Lauryn, Living Legend
Then came the tribute that stopped time. Ms. Lauryn Hill received the inaugural Living Legend Icon Award, preceded by a roughly 20-minute all-star celebration of her catalog featuring Queen Latifah, Nas, Common, Doechii, SZA, Lizzo, Rapsody, The War and Treaty, Tems, Doja Cat, and Hill's own children. Watching generations of artists — from her contemporaries to the young women who grew up on The Miseducation — honor her in real time was a reminder that Hill's influence isn't nostalgia; it's infrastructure.
Hill accepted the award speaking of her lifelong commitment to "the expression and the representation of the dignity of our people," then did what legends do: she performed, delivering "Ex-Factor" and "Everything Is Everything" herself. Class dismissed.

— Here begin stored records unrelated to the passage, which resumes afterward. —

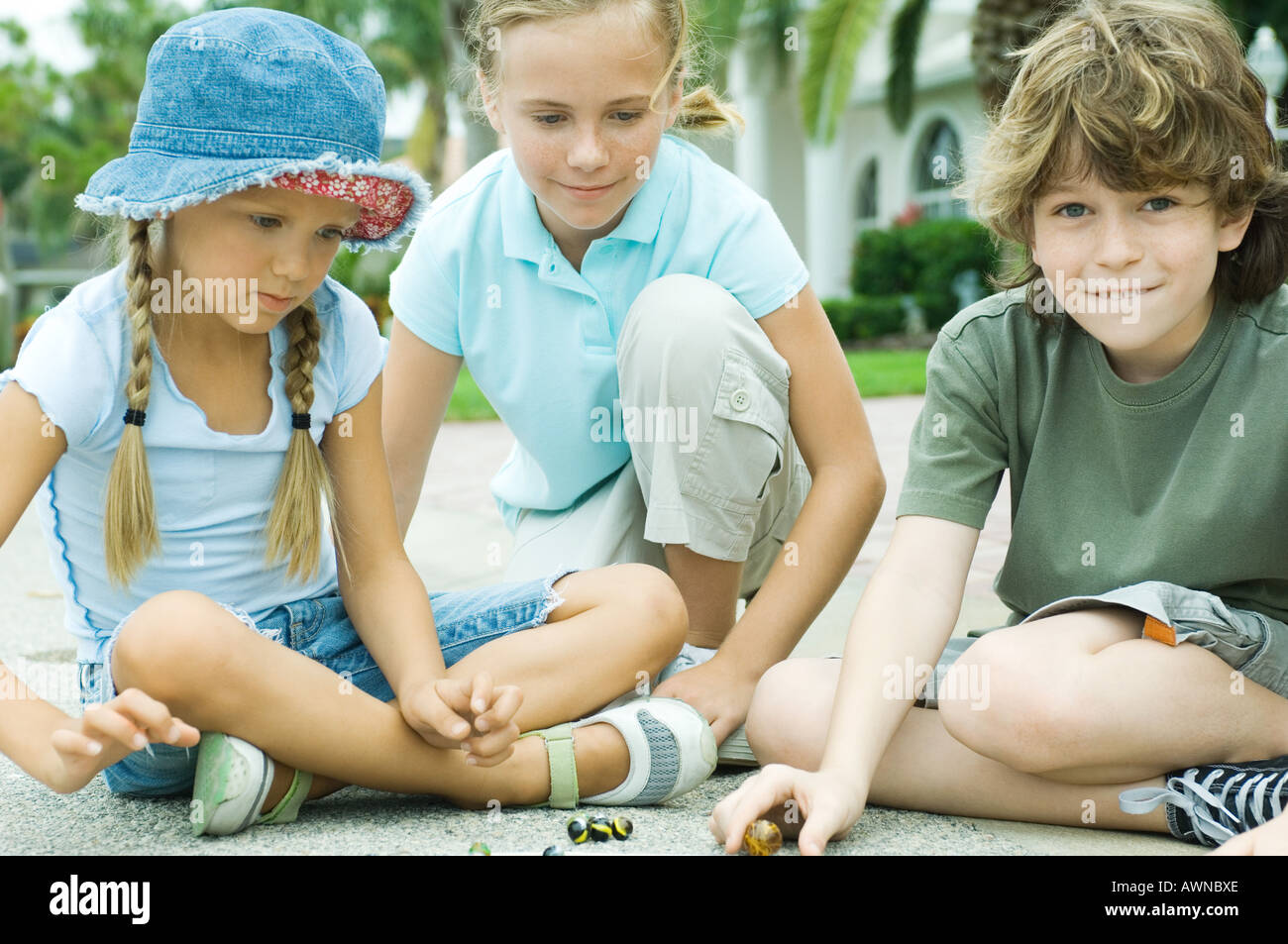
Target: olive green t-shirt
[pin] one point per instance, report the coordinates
(1183, 479)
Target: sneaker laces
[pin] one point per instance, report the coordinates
(1256, 794)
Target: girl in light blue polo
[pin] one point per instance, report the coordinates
(183, 416)
(635, 316)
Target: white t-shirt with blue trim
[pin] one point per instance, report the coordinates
(213, 489)
(484, 279)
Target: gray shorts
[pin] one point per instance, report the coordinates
(729, 489)
(1250, 643)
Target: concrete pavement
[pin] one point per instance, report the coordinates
(458, 541)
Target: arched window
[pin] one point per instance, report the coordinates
(936, 171)
(867, 209)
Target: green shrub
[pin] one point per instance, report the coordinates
(922, 259)
(864, 316)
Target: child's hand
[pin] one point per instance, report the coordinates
(471, 715)
(1267, 839)
(110, 732)
(827, 805)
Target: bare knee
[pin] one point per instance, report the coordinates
(790, 711)
(170, 647)
(1000, 703)
(653, 600)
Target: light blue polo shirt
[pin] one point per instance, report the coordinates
(484, 279)
(213, 489)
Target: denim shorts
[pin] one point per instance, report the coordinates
(1248, 642)
(321, 630)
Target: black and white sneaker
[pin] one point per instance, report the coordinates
(1215, 802)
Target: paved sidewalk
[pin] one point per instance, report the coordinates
(458, 541)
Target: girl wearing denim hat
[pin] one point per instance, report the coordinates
(635, 314)
(222, 387)
(1132, 382)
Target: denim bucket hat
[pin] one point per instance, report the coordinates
(250, 97)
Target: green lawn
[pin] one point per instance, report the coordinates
(877, 373)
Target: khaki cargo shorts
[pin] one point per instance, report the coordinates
(728, 481)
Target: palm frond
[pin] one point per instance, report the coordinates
(836, 31)
(905, 44)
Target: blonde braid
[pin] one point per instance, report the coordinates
(295, 522)
(129, 522)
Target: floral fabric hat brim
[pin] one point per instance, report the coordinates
(129, 185)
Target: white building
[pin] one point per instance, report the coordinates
(825, 194)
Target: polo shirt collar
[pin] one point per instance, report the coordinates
(524, 236)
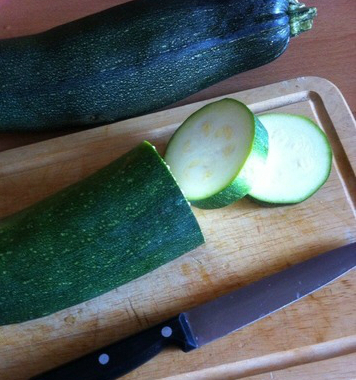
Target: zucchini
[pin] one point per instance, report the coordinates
(138, 57)
(218, 153)
(298, 164)
(110, 228)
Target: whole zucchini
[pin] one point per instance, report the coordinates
(138, 57)
(110, 228)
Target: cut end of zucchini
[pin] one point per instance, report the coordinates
(209, 151)
(299, 160)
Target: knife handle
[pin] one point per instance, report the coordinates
(119, 358)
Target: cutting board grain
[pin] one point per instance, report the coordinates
(244, 243)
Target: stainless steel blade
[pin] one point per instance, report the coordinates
(244, 306)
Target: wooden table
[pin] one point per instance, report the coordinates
(327, 51)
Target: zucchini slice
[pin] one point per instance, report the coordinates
(217, 153)
(299, 160)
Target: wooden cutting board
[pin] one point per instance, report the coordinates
(244, 243)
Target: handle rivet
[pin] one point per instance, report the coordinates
(104, 359)
(166, 331)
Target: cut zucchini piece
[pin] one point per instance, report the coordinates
(217, 153)
(299, 160)
(114, 226)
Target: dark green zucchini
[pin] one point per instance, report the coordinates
(114, 226)
(138, 57)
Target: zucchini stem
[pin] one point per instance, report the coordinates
(300, 17)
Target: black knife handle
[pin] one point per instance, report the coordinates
(121, 357)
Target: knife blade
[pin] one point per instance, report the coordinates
(205, 323)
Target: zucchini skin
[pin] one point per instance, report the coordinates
(133, 59)
(242, 184)
(110, 228)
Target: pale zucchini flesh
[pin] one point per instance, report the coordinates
(299, 160)
(217, 153)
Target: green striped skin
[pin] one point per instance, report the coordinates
(243, 182)
(116, 225)
(138, 57)
(263, 200)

The Rest of the Night's Story
The awards told their own tales. Clipse matched Taylor with three wins, including Album of the Year for Let God Sort 'Em Out and Best Collaboration for "Chains & Whips" with Kendrick Lamar — who also took Best Male Hip-Hop Artist for a record ninth time. Cardi B, who led all nominees with six nods, won Best Female Hip-Hop Artist and tore through a medley on stage. Kehlani claimed Best Female R&B/Pop Artist and Video of the Year for "Folded," Leon Thomas won Best Male R&B/Pop Artist, and Olivia Dean added Best New Artist to her Grammy of the same name.
On the film side, Sinners — still riding its record-breaking awards season — won Best Movie, and Michael B. Jordan took Best Actor for the fourth time, putting him one win behind category leader Denzel Washington.
Two more moments deserve their flowers. Music executive Sylvia Rhone accepted the Ultimate Icon Award from Kelly Rowland and used her speech to sound the alarm on technology's looming presence over the creative process — a conversation the industry needs to keep having out loud. And the Rising Star award went to Jazzy's World TV, the platform of 16-year-old journalist Jazlyn Guerra, who has been interviewing the culture's biggest names since sitting down with Jay-Z at age eleven. As a journalist, watching the next generation get its flowers on that stage might have been my favorite win of the night.
There was grief alongside the joy: an all-star tribute to D'Angelo, who passed in 2025, featured Ari Lennox, BJ The Chicago Kid, RAYE, and George Clinton honoring the neo-soul giant's catalog.
The receipts came in after the credits, too — the telecast posted its biggest and most engaged audience in years, with growth across television, social, and digital. When the culture is centered and the legends are honored properly, the people show up. BET Awards 2026 understood the assignment.